My cousin’s son was doing verry poorly in grade school. Dropped back one semester. I decided to help him with his math homework. I quickly and easily solved a few problems for him which totally demoralized him. That wasn’t working. So I pretended not to know the answer to some simple question, which he answered and explained to me, and then suddenly lit up. After a little bit of this his confidence began to grow. He did very well in math and became an accountant.
After first week of an electronics course totally lost. Stopped doing HW and taking exams till end of semester. Instead went over first chapter of text over and over and over again till it finally registered. At the end of semester handed in all the HW and told Prof what I had done. Took final and got an A. Can’t remember any of it.
While working as an engineer I became very annoyed that I couldn’t prove that the sqrt2 is irrational, what does that mean, maybe I really am dumb. I think I could do it now. After that it’s a long long story.
But that’s not why I called.
Next Post: Learning Algebra
Learning Algebra:
You need a selection of books, which you can get real cheap used (Amazon and AbeBooks Official Site - New & Used Books, Textbooks, & Rare Books). The older ones are better, because they are less abstracted.
Math developed from the intuitive and rational to the abstract. What makes it difficult is that only the abstract is taught, which favors the people with a better memory and is deadly for the engineering mentality, which is why so many good engineers get knocked out in the first few semesters.
My personal goal was to develop a simple, logical structure for a math subject which I could remember and that would carry the whole subject. An exercise in futility. In the final analysis, my memory fails me.

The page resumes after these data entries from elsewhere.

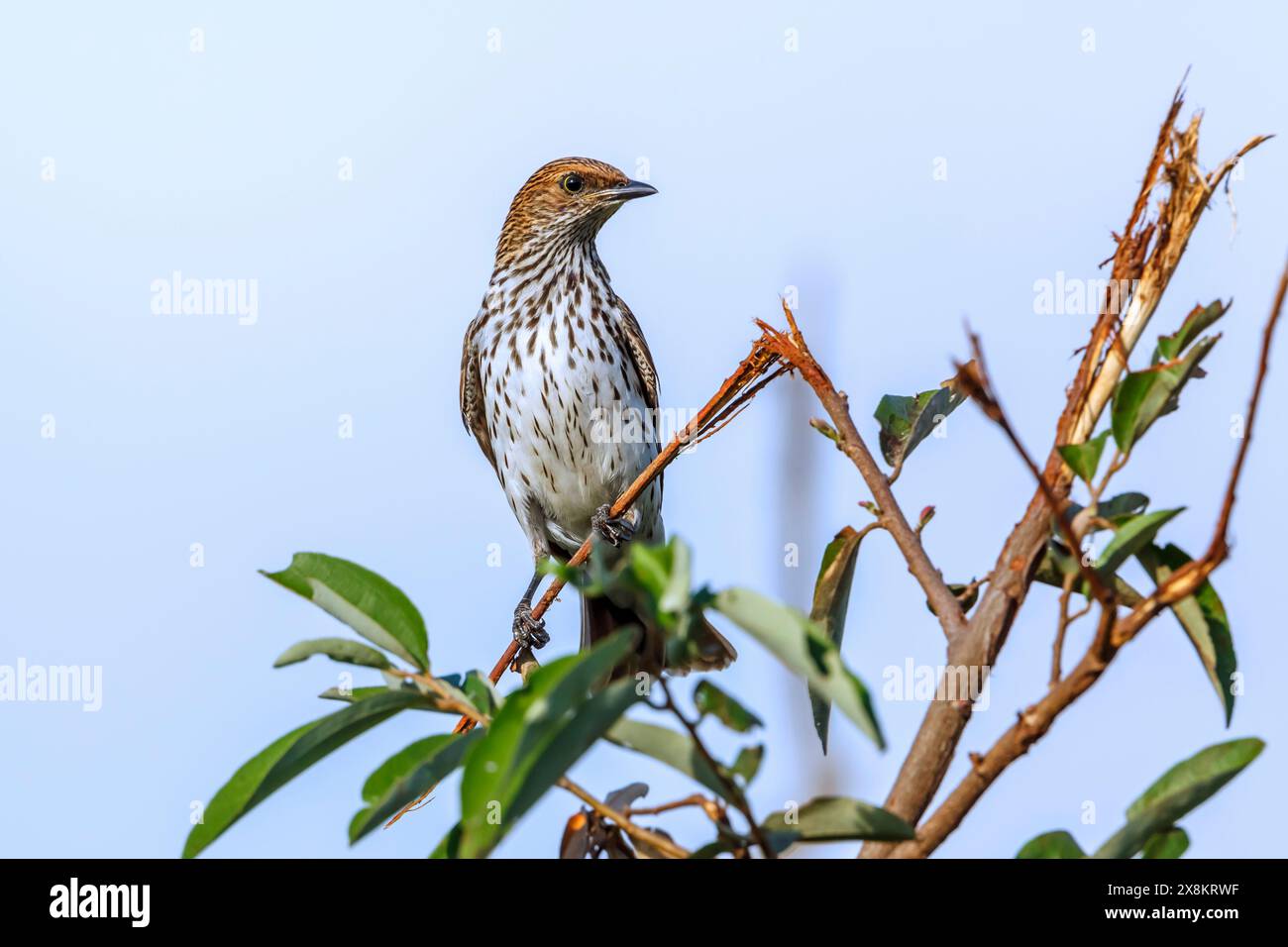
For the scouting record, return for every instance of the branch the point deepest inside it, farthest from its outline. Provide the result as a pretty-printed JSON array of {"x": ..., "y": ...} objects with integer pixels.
[
  {"x": 1111, "y": 637},
  {"x": 1146, "y": 256},
  {"x": 735, "y": 795},
  {"x": 791, "y": 348}
]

I try to master the fundamentals, first two chapters of a good book, plus other books to fill in the gaps. Write things down and create a notebook. Avoid the problems- they’re a confidence destroyer. Take a shot at fundamental questions on MHF.
For algebra beyond elementary college algebra, you can put a lot of things together from:
Birkhoff and McLean. First 2 chapters are a good summary. After a few years on the first 2 chapters you might start to feel a little comfortable with it. Same holds for first 2 chapters of Rudin. You start to feel comfortable with it when you begin to realize it’s basically useless but fun for math games and putting down BS.
Ayres, Schaums Outline of College Algebra. Terrrible typos but good for looking up things you don’t understand, which is a good general principle- always try to get another explanation.
Meserve, Fundamentals of Algebra. Much, much too wordy, but good for elabration on a particular topic.
Lutfiya, Modern Algebra. Interesting crisp summary of principles.
Between Birkhoff, Meserve, Ayres, and Lutfiya, you might be able to get a feel for congruence arithmetic, and condense it to a structure.
Personally, vector geometry and analysis suits me, as does anything that can be represented on an x,y,z axis sketch.